Açıklamada görüşlerine yer verilen Siemens Healthineers Türkiye Mali İşler Genel Müdür Yardımcısı (CFO) ve Çeşitlilik, Eşitlik ve Kapsayıcılık Komitesi Başkanı Nalan Abdullahoğlu, Siemens Healthineers Türkiye’de, tüm çalışanların kendilerini değerli ve güvende hissetmesini sağlamanın en önemli önceliklerinden biri olduğunu belirtti.
Şirketlerinin ana odak alanının insan olduğuna değinen Abdullahoğlu, insanlığın sağlıkla yaşaması için çalıştıklarını aktardı. Abdullahoğlu, Osmanlı’dan bugüne, 135 yıldır bu coğrafyada faaliyet gösterdiklerinin altını çizerek, şunları aktardı:
"Bu topraklarda bir asrı aşan varlığımızın ve başarımızın sırrı insan odağımız. Çeşitliliği, eşitliği ve kapsayıcı olmayı başarımızdaki belirleyici unsurlardan biri olarak görüyor, şirketimizde bu kültürle her türlü farklılığı kucaklıyoruz. Dengeli bir kadın-erkek çalışan oranı olan şirketimizin yaş ortalaması 34. Türkiye’nin en genç sağlık teknolojisi şirketleri arasındayız.
Şirketimizde Z Kuşağı temsilcilerinin yenilikçi bakış açılarına ve katkılarına çok değer veriyoruz. Hem onların hem de iş dünyasının başarısı için beklentilerini ve ihtiyaçlarını anlamayı çok önemsiyoruz. Çeşitlilik, Eşitlik ve Kapsayıcılık Komitemiz tarafından gerçekleştirilen araştırmamız bunun göstergelerinden biri."

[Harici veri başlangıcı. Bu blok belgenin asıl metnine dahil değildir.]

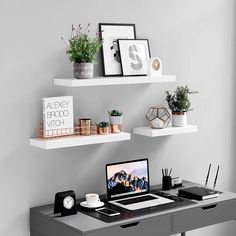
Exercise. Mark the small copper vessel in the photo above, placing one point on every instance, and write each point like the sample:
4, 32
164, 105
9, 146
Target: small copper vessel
103, 130
116, 128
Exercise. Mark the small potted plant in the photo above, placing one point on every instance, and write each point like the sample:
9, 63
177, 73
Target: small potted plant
103, 127
82, 50
115, 118
179, 104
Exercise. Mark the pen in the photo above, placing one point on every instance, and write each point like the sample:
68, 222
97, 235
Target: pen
209, 169
216, 177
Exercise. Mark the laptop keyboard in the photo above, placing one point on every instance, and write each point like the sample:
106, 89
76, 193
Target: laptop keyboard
137, 200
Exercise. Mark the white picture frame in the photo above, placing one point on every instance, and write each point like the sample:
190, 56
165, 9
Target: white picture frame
110, 32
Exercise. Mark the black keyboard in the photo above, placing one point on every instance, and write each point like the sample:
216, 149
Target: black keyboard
136, 200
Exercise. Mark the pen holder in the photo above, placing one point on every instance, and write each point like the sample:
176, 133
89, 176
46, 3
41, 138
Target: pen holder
166, 182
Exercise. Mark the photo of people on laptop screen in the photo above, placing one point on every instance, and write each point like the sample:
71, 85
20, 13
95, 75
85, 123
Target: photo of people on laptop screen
127, 178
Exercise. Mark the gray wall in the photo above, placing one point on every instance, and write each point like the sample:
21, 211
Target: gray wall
195, 40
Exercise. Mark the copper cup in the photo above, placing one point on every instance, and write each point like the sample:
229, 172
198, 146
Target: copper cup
85, 126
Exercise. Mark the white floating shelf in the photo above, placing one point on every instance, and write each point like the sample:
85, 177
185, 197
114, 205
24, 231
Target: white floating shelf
147, 131
99, 81
78, 140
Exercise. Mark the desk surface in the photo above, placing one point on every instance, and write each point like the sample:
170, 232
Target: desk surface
85, 224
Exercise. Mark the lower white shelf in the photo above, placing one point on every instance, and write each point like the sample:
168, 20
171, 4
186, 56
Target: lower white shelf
147, 131
78, 140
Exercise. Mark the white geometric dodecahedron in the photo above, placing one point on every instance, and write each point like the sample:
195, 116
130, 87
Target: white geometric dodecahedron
158, 117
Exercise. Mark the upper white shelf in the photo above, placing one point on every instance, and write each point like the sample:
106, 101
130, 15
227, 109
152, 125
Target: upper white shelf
78, 140
100, 81
147, 131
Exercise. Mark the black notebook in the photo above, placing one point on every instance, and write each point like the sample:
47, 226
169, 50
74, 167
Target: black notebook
198, 193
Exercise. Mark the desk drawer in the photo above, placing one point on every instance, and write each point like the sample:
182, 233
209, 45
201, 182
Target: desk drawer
203, 216
151, 227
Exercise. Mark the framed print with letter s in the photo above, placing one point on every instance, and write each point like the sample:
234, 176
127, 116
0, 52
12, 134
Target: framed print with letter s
135, 55
110, 52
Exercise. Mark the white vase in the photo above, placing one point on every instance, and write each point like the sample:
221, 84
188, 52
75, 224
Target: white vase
179, 119
83, 70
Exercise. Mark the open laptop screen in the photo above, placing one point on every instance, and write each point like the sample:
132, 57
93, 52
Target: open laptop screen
127, 178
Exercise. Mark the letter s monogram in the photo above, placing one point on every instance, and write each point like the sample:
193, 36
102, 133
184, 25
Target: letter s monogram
134, 55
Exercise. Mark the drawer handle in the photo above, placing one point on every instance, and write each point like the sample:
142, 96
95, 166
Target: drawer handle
209, 207
129, 225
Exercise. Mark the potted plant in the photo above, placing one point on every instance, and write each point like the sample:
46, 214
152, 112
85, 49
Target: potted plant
82, 50
115, 118
103, 127
179, 104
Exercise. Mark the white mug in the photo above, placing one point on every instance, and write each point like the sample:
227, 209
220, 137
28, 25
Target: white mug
92, 199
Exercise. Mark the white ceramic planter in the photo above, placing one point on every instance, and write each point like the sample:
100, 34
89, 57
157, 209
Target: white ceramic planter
115, 120
83, 70
179, 119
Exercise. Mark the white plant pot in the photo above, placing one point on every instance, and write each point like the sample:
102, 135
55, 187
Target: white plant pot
83, 70
179, 119
115, 120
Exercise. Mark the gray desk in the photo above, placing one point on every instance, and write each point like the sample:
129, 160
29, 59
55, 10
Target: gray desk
178, 220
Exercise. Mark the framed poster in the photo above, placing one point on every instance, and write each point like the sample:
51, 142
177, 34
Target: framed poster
110, 51
135, 55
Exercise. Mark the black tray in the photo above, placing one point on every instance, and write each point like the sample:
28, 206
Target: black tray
127, 214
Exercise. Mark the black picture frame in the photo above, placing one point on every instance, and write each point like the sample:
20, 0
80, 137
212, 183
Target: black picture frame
141, 70
111, 63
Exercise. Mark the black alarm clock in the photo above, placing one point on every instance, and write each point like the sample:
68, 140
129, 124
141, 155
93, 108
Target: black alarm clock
65, 203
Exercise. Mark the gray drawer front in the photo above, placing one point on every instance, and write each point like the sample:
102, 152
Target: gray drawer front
151, 227
204, 216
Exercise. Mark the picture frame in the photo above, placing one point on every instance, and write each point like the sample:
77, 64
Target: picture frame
135, 55
110, 33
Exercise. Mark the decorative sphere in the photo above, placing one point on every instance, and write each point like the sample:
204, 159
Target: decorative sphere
158, 117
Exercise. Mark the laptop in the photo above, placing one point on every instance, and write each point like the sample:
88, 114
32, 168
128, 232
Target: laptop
128, 185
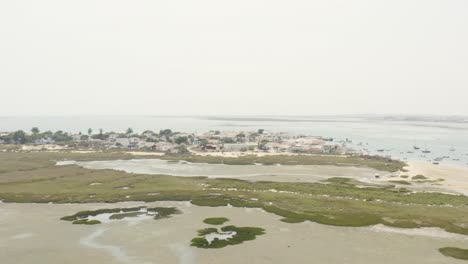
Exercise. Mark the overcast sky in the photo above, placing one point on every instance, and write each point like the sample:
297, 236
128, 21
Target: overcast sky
264, 57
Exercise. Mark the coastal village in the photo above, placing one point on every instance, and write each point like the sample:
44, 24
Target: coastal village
168, 141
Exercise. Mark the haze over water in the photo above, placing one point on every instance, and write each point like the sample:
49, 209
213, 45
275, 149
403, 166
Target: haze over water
395, 137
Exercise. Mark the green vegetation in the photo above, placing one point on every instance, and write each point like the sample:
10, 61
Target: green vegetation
164, 212
419, 177
339, 180
453, 252
86, 222
400, 182
241, 234
84, 214
125, 215
121, 213
378, 163
215, 220
33, 177
206, 231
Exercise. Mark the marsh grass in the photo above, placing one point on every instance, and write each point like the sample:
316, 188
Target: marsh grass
453, 252
241, 235
86, 222
378, 163
215, 220
33, 177
419, 177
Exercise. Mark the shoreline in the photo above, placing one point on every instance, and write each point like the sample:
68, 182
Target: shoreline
168, 240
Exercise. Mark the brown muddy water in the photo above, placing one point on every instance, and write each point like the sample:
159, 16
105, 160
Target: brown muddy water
33, 233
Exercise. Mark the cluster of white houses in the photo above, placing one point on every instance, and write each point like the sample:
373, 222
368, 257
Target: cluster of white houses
213, 141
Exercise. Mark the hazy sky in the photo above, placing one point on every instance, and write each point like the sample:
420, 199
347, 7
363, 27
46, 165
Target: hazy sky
60, 57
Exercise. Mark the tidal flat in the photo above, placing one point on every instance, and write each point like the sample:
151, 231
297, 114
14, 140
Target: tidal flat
33, 233
338, 203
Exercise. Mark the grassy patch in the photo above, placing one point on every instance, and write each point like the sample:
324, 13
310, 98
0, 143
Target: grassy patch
401, 182
88, 213
164, 212
215, 220
453, 252
419, 177
125, 215
339, 180
33, 177
86, 222
241, 234
379, 163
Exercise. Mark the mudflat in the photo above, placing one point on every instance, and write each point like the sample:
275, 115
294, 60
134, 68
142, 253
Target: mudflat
34, 233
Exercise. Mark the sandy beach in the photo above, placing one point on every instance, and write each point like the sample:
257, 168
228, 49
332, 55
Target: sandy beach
33, 233
455, 177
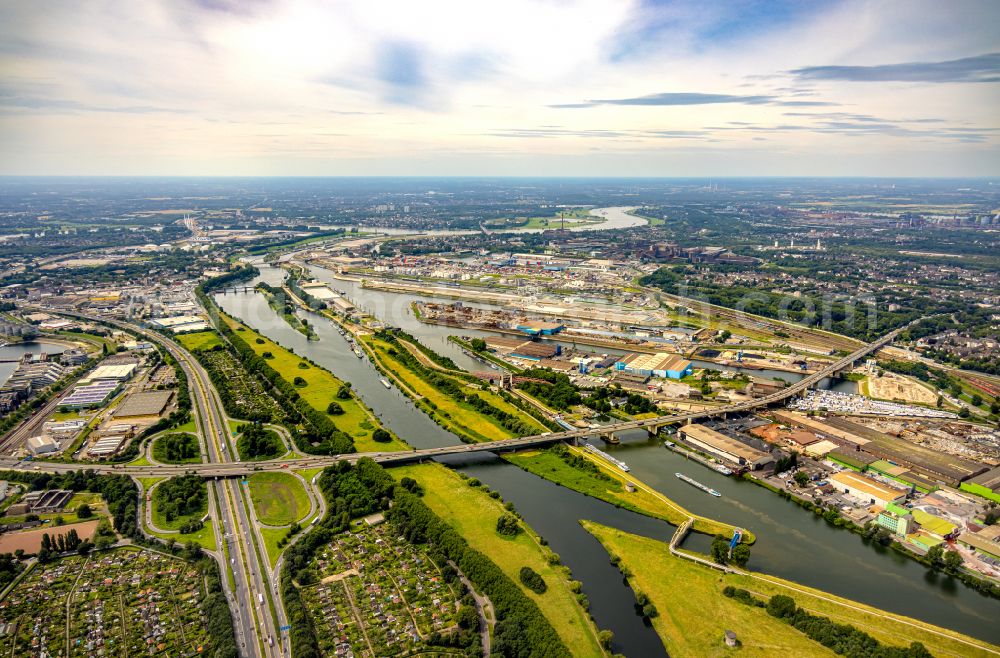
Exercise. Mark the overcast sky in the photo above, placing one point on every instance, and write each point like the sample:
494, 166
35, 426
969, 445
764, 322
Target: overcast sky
500, 87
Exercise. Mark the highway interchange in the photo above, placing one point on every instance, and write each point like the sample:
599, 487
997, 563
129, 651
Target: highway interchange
253, 592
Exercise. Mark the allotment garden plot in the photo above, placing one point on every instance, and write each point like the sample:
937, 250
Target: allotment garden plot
379, 595
124, 602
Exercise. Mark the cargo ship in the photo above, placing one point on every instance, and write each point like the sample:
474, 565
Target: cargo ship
695, 483
597, 451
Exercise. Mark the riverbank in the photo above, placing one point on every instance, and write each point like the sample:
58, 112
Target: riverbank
457, 416
473, 512
611, 485
686, 629
320, 389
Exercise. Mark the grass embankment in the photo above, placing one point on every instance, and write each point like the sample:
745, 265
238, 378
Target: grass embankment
199, 340
204, 537
320, 389
68, 515
473, 514
278, 498
686, 629
644, 500
460, 418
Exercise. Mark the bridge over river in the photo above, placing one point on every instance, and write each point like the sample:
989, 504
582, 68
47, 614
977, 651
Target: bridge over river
651, 425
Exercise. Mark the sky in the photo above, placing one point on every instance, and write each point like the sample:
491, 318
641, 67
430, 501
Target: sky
500, 88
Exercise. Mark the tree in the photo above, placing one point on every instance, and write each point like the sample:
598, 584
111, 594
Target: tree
935, 555
720, 549
953, 561
741, 555
781, 606
508, 526
532, 580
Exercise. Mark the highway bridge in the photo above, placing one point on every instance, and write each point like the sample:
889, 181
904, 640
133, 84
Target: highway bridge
651, 425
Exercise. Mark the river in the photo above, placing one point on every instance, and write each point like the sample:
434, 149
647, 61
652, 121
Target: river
791, 543
18, 350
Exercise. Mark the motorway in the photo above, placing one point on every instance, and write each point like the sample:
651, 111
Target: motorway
255, 600
228, 469
251, 602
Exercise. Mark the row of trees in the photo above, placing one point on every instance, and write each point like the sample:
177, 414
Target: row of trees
185, 495
176, 448
318, 435
842, 639
257, 442
453, 389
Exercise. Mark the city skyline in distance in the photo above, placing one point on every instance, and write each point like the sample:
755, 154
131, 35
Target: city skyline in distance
625, 89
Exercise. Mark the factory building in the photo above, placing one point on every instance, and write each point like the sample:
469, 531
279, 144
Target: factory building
539, 328
720, 445
865, 489
661, 364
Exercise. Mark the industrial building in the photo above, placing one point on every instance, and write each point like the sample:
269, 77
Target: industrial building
539, 328
897, 524
145, 403
91, 395
42, 445
866, 489
661, 364
119, 372
720, 445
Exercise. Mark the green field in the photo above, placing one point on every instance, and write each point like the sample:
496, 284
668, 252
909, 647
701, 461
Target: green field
271, 538
473, 514
278, 498
457, 417
686, 629
199, 340
204, 537
159, 449
644, 500
320, 389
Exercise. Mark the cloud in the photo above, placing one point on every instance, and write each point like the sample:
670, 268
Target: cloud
680, 99
400, 66
981, 68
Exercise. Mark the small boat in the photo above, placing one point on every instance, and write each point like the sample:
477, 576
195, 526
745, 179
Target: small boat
699, 485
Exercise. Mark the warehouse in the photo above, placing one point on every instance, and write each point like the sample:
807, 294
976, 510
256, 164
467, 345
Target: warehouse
120, 372
865, 489
723, 446
535, 351
146, 403
538, 328
915, 457
91, 395
661, 364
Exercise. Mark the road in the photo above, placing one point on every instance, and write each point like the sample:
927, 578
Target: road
222, 468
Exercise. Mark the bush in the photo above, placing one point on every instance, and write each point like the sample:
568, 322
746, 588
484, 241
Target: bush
508, 526
532, 580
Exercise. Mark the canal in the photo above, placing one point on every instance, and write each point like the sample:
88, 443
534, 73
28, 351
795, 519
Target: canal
791, 543
18, 350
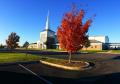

"Araştırma sonuçlarında, Z Kuşağı’nın kendi karakteristik özelliklerinin yanında, özellikle pandeminin ve post pandemi döneminin etkilerini de görüyoruz." diyen Abdullahoğlu sözlerini şöyle tamamladı:
" Uzaktan eğitim, uzaktan çalışma ve sosyal hayattan bir dönem izole kalmak, iş hayatına etkileri bakımından bu kuşağı diğer kuşaklardan daha farklı etkiledi. Z Kuşağı iş hayatından beklenti anlamında, başarı, kariyer, maaş gibi konularda diğer kuşaklarla ayrışmıyor. Daha çok kendilerini gerçekleştirmek anlamında duygusal beklentileri var. Saygı görme, sosyalleşme, bilgi alışverişi yaparak ofisten çalışmayı daha çok tercih ediyorlar, yöneticilerinden duygu yönetimi desteği bekliyorlar.
Bu beklentileri öğrenmenin hem onların hem de iş dünyamızın başarısı için çok önemli olduğunu düşünüyoruz. Şirket kültürümüzde bu beklentileri halihazırda karşılıyoruz, bu tür araştırmalarla birbirimizi daha iyi anlıyoruz. Farklı kuşakların uyum içinde çalışması için daha etkili adımlar atmaya devam edeceğiz."